FIG. 1 is a block circuit diagram showing an embodiment of the present invention, and FIG. 2 is a block circuit diagram of a conventional video signal synthesizer. (27), (62), (63) ... Analog switch, (33),
(38) ... Phase-locked loop circuit, (34) ... Phase detector,
(35) ... Voltage controlled oscillator, (60) ... Synchronous signal generation circuit,
(61) ... Sync signal detection circuit, (63) ... VCO set voltage power supply, (70) ... Reduced sub-screen signal creation circuit. In each drawing, the same reference numerals indicate the same or corresponding parts.

Claims (2)

[Claims] 1. A composite composite video signal in which a first composite video signal serving as a main screen and a second composite video signal serving as a sub screen are composited and a reduced sub screen is inserted in the main screen. In a video signal synthesizing device to be created, the second composite video signal is separated into a luminance signal, a red color difference signal and a blue color difference signal and time-compressed respectively, and the time-compressed red color difference signal and blue color difference signal are carrier signals. The chrominance subcarrier signal chroma-modulated by
A reduced screen signal generation circuit for generating the composite video signal, a synchronization signal generation circuit for generating a synchronization signal independent of the first composite video signal, and a signal loss detection for detecting the loss of the first composite video signal.
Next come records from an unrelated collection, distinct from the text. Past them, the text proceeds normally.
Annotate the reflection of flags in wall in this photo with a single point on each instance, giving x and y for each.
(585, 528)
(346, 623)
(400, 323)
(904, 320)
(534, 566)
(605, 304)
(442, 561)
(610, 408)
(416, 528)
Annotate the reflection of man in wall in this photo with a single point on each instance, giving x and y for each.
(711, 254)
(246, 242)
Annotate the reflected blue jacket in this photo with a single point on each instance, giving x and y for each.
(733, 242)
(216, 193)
Means for maintaining the generation of the carrier wave when the lack is detected and using it as the carrier signal for chroma modulation of the reduced screen signal generating circuit. 2. A first phase-locked loop circuit for generating a first continuous wave signal synchronized with a color burst signal extracted from the first composite video signal, and separated from the first composite video signal. And a controller for receiving a read control signal at the time of time compression and a switching signal of a first analog switch which will be described later, and the second composite video signal into a luminance signal, a red color difference signal and a blue color difference signal. Separated and time-compressed by receiving the read control signal,
And this time compressed red difference signal and blue difference signal
A reduced screen signal generation circuit for generating a third composite video signal by adding the above-time-compressed luminance signal to the chrominance subcarrier signal chroma-modulated by the first and second carrier signals having a phase difference of 90 degrees. A second phase-locked loop circuit for generating a second continuous wave signal synchronized with the color burst signal extracted from the color subcarrier signal created in this circuit;
A phase detector that compares the phases of the second continuous wave signals and outputs a voltage signal corresponding to the phase difference, and a phase detector that is controlled by this voltage signal and is synchronized with the phase of the first continuous wave signal and that is 90 degrees from each other. A voltage-controlled oscillator for generating first and second carrier signals having a phase difference of, and a first composite video signal and a third composite video signal which are switched by a switching signal output from the controller. A time-division multiplexed first analog switch for outputting the composite video signal, a sync signal generating circuit for generating a sync signal independent of the first composite video signal, and an independent control voltage for the voltage controlled oscillator. And a sync signal detection circuit for detecting a loss of the first composite video signal and outputting a drop signal, and a sync signal output from the sync signal generation circuit when the drop signal is received. Above controller To the second analog switch and the control voltage generated by the voltage source to the voltage controlled oscillator when the missing signal is received, and the third analog switch for continuing the generation of the first and second carrier signals. 2. An analog switch, wherein the first and second carrier signals generated by the voltage controlled oscillator are used as a carrier signal for chroma modulation of the reduced screen signal generating circuit according to claim 1. Video signal synthesizer.